Some looks can be deceiving
William Chang has lived in Delhi all his life. Yet many Delhiites regularly treat him as an outsider.india Updated: May 14, 2006 02:17 IST
William Chang has lived in Delhi all his life. Yet many Delhiites regularly treat him as an outsider. Racial roll calls from strangers is a fact of life for this 24-year-old photographer of Chinese origin. And he's taken all of that in stride.
Auto drivers always assume he's a tourist and demand twice the usual fare. “They are then shell-shocked when I begin to bargain in Hindi,” says Chang, who lives in Lajpat Nagar.
It is much the same story for Chung-Sean Hugh. Born in Kasauli and now a shoemaker living in Delhi's Jor Bagh, Chung-Sean Hugh feels 'different' from other Indians only when people call him “Chink” or “Nep”.
Made up of 25 families, Delhi's Chinese community is well integrated into the mainstream - at least geographically. Unlike the Chinese diaspora abroad or in Kolkata, they don't live in the ubiquitous China Towns. In fact, the community in Delhi does not even congregate at special gatherings, and the members rarely meet socially.

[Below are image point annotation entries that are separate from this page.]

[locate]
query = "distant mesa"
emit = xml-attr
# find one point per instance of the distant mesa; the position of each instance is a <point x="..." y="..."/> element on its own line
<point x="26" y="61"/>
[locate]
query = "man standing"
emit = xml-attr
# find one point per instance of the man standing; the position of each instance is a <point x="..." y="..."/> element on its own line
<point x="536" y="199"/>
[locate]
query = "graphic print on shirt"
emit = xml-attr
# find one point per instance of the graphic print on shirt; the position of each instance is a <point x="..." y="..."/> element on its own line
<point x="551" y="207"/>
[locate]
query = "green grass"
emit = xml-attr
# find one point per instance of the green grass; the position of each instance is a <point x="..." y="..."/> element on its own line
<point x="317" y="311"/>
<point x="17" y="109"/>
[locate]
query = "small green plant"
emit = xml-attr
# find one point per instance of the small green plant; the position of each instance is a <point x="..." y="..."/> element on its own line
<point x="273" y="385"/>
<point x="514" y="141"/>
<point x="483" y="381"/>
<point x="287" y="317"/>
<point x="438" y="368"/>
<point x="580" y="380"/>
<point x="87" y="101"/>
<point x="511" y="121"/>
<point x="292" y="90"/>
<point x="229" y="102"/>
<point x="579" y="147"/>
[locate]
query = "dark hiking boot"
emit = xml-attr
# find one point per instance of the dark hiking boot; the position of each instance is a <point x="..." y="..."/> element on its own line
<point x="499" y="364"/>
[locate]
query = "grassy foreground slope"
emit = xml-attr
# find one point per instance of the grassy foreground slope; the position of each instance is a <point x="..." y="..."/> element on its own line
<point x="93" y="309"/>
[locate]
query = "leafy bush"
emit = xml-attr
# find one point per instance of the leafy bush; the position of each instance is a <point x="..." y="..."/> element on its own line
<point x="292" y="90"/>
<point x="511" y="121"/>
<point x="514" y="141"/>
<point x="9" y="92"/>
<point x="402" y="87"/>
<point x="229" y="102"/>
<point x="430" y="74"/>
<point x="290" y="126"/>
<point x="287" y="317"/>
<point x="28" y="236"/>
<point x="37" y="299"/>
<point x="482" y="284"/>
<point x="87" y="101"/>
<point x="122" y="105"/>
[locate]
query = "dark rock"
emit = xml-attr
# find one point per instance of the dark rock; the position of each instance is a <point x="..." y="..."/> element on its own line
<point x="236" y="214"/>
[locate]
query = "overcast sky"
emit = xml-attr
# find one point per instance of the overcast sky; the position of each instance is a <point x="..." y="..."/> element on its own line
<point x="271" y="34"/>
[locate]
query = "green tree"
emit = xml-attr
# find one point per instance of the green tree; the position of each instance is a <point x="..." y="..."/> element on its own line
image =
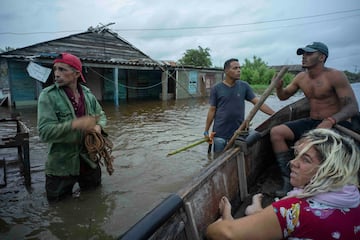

Despite their successful integration within Delhi society, Chinese of all ages are determined to maintain their distinctive culture. William, whose friends are mostly Punjabi, speaks only Hakka-dialect with his family.
The general prosperity in Delhi has dramatically changed Delhi's Chinese population. The first generation of immigrants, who mostly arrived in Calcutta were often penniless migrants. Their children moved to Delhi in the fifties and set up the trademark family-run shoe shops, restaurants and beauty parlours.
Although, as with many Indians, the lure of better prospects abroad draws many, others can't think of leaving their hometown.
And what would they miss most if they left India? “I would miss my friends, I would be a stranger anywhere else,” says Chung-Sean.